Iraq, China open major oil field

KUT, Iraq (AFP) — Chinese engineers have inaugurated an Iraqi oil field, the first major oil development deal secured by a foreign firm since the 2003 fall of Saddam Hussein, officials said on Thursday.

The project, which follows the signing of a three-billon-dollar contract late last year, revives a deal signed in 1997 that granted China exploration rights to Al-Ahdab oil field in central Iraq.

"This project will provide a number of jobs and opportunities for investment," Oil Minister Hussein al-Shahristani said at a ribbon-cutting ceremony on Wednesday, quoted in an official statement.

"It will provide the province with electricity and power to operate the power station in Zurbadiyah and to help contribute to development and prosperity," he said.

Al-Ahdab's oil production is expected to reach 25,000 barrels per day in the first three years and expand to up to 115,000 barrels per day in six years, according to China National Petroleum Corp (CNPC).

The contract, signed in November in Baghdad, allows CNPC and another Chinese company, Zhenhua Oil, to develop Al-Ahdab oil field in the province of Wasit for 23 years.

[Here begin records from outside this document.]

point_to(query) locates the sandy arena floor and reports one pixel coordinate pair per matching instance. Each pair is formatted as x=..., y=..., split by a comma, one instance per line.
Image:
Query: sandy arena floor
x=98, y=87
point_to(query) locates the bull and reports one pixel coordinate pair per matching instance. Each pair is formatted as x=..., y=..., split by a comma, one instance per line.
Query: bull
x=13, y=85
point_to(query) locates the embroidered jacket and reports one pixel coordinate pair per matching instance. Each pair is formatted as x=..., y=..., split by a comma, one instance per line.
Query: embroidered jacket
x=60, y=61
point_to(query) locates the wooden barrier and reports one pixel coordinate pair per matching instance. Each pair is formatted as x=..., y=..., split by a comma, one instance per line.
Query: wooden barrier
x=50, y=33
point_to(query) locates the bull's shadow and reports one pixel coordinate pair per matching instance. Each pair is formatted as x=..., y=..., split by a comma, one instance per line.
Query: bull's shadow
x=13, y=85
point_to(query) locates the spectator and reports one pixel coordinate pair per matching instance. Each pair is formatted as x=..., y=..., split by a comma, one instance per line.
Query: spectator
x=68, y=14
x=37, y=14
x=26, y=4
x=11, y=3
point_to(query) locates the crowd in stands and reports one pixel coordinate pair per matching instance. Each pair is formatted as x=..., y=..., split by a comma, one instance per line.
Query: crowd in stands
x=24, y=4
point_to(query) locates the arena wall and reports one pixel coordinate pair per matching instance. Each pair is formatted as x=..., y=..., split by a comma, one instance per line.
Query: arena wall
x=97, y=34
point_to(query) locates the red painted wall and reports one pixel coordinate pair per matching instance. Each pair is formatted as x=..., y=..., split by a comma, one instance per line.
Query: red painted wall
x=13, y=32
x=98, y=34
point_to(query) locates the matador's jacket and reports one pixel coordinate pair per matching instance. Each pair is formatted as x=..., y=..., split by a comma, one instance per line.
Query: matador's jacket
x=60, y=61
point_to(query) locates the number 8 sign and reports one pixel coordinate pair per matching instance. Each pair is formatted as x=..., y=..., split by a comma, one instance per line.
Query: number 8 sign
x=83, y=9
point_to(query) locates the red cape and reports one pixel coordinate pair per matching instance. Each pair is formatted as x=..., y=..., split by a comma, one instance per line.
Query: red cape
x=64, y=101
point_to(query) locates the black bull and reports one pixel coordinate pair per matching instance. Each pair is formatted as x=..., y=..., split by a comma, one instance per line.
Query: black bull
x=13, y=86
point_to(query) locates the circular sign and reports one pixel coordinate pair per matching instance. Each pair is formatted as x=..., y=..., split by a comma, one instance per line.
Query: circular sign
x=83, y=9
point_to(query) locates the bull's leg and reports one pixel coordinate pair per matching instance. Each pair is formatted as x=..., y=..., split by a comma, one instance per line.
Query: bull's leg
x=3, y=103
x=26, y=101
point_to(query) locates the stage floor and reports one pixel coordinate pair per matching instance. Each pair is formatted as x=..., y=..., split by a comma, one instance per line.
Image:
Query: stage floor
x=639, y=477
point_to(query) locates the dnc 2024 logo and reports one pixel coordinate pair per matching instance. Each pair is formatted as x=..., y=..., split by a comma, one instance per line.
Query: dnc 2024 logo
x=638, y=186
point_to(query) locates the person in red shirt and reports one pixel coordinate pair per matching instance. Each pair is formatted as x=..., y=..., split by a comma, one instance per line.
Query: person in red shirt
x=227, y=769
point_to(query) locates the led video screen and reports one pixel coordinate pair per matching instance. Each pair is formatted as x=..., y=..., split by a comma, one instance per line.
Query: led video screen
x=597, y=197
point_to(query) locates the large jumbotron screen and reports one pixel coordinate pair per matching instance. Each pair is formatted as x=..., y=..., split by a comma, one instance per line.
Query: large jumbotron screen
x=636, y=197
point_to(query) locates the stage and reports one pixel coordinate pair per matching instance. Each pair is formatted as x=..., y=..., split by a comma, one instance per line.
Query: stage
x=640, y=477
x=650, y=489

"We look at this opportunity as the start of rebuilding the prosperity of Wasit," said Abd al-Latif Hamad Tarfah, the provincial governor. "This is the first investment project in Wasit and we hope it will last a long time."

After China won the rights in the 1997 deal, then valued at 700 million dollars over 23 years, activities were suspended due to United Nations sanctions and then by security issues following the US-led invasion in 2003.

Output from the field will mostly be exported but some will be used to fuel power generation stations nearby to ease electricity shortages.

Baghdad said earlier it had managed to change the previous joint venture contract into a service agreement, under which CNPC would charge a service fee of six dollars a barrel, decreasing eventually to three dollars.

The Al-Ahdab oil contract, while now strictly a service deal, will be worth an estimated three billion dollars to the Chinese and offers them an entry into Iraq ahead of Western majors.

Iraq has 115 billion barrels of proven oil reserves -- the third largest in the world -- and at the end of February was producing 2.310 million barrels per day.

China's state oil firms are scouring the world for resources to power what is now the globe's third largest economy.